The deliberate repurposing of well known security software is considered a calculated strategy among experts, since signed system files are often exempted from deep inspection by conventional, signature based Endpoint Detection and Response systems. Through fmapp.exe, the attackers inject a manipulated fmapp.dll whose code establishes a connection to a controlled IP address. The SentinelOne tool, in turn, is used to anchor the malicious file sentinelagentcore.dll in system memory.
Data Theft Through ChromElevator and PowerShell Scripts
Both malicious DLL files serve as carrier systems for an open source tool called ChromElevator. This software was developed specifically to systematically extract confidential user data such as passwords, session cookies, and payment card details from web browsers based on the Chromium architecture. The tool manages to completely bypass the modern protection mechanisms of application bound encryption, known as App Bound Encryption. Alongside the browser infiltration tool, MuddyWater relies on a combination of Node.js environments and PowerShell scripts.
Through an implant based on node.exe, the perpetrators inject code sequences responsible for internal network reconnaissance, taking screenshots, and stealing the SAM database for local privilege escalation. To obscure the data outflow, the hackers set up SOCKS5 reverse proxy tunnels. In at least one confirmed case, the exfiltrated data sets are temporarily stored on the public file transfer service sendit.sh in order to conceal the direct flow to a known attacker server and to minimize detection by anomaly filters in network traffic.
Attacks Point to Implant Driven Automation
Analysis of the attacks on the South Korean electronics company shows that the hackers controlled the reconnaissance processes and the repeated execution of the manipulated binaries at fixed intervals. IT security researchers emphasize that this rhythm strongly suggests purely implant driven automation rather than the constant manual presence of a human operator within the system. Taken as a whole, the history of MuddyWater’s campaigns shows a clear evolution toward quieter and more disciplined operations.
Although the techniques used are not novel in themselves, their combination demonstrates a significant increase in operational hygiene compared to the activities documented two or three years ago under the name Seedworm. This professionalization coincides with tightened international sanctions. The European Council recently imposed sanctions on the Iranian company Emennet Pasargad, which is connected to the Cyber Electronic Command of the Iranian Revolutionary Guards. The company is accused of carrying out cyber operations during the 2024 Olympic Games in Paris as well as massive disinformation campaigns and sabotage acts against critical infrastructure in the United States and Europe.
Parallel Destructive Campaigns and the Tool FileFiend
These espionage activities are accompanied by a parallel campaign that ran between late March and early April 2026. A report published by Gambit Security links this infrastructure directly to the Iranian Ministry of Intelligence and Security, even though the acts were claimed online under the pseudonym Ababil of Minab. These attacks targeted entities in the United States, Israel, Saudi Arabia, and Turkey. While victims in Israel and Turkey, among them a media company, a university, and an insurance broker, were primarily subjected to espionage, at least two companies in the US energy and logistics sectors experienced destructive operations.
The attackers deliberately deleted disk partitions and destroyed existing backups in order to permanently cripple operations.

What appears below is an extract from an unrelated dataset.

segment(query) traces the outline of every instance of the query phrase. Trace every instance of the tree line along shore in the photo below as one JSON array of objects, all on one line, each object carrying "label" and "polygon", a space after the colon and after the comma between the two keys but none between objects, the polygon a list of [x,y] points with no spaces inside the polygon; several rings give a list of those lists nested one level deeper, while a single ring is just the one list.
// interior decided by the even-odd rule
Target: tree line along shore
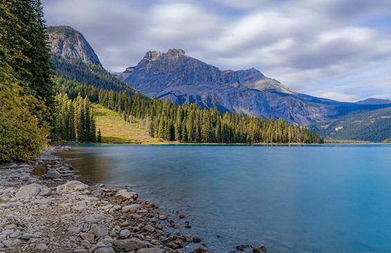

In the pure espionage incidents, the actors deployed a custom data collection tool written in C++ called FileFiend. This software is capable of systematically searching local drives as well as SMB network shares and transferring the identified files directly to a hardcoded command server. Alternatively, the perpetrators compress the data into RAR archives in the web root of the victim’s public company website, in order to then siphon it off unnoticed using the command line download accelerator Axel and proxy chains.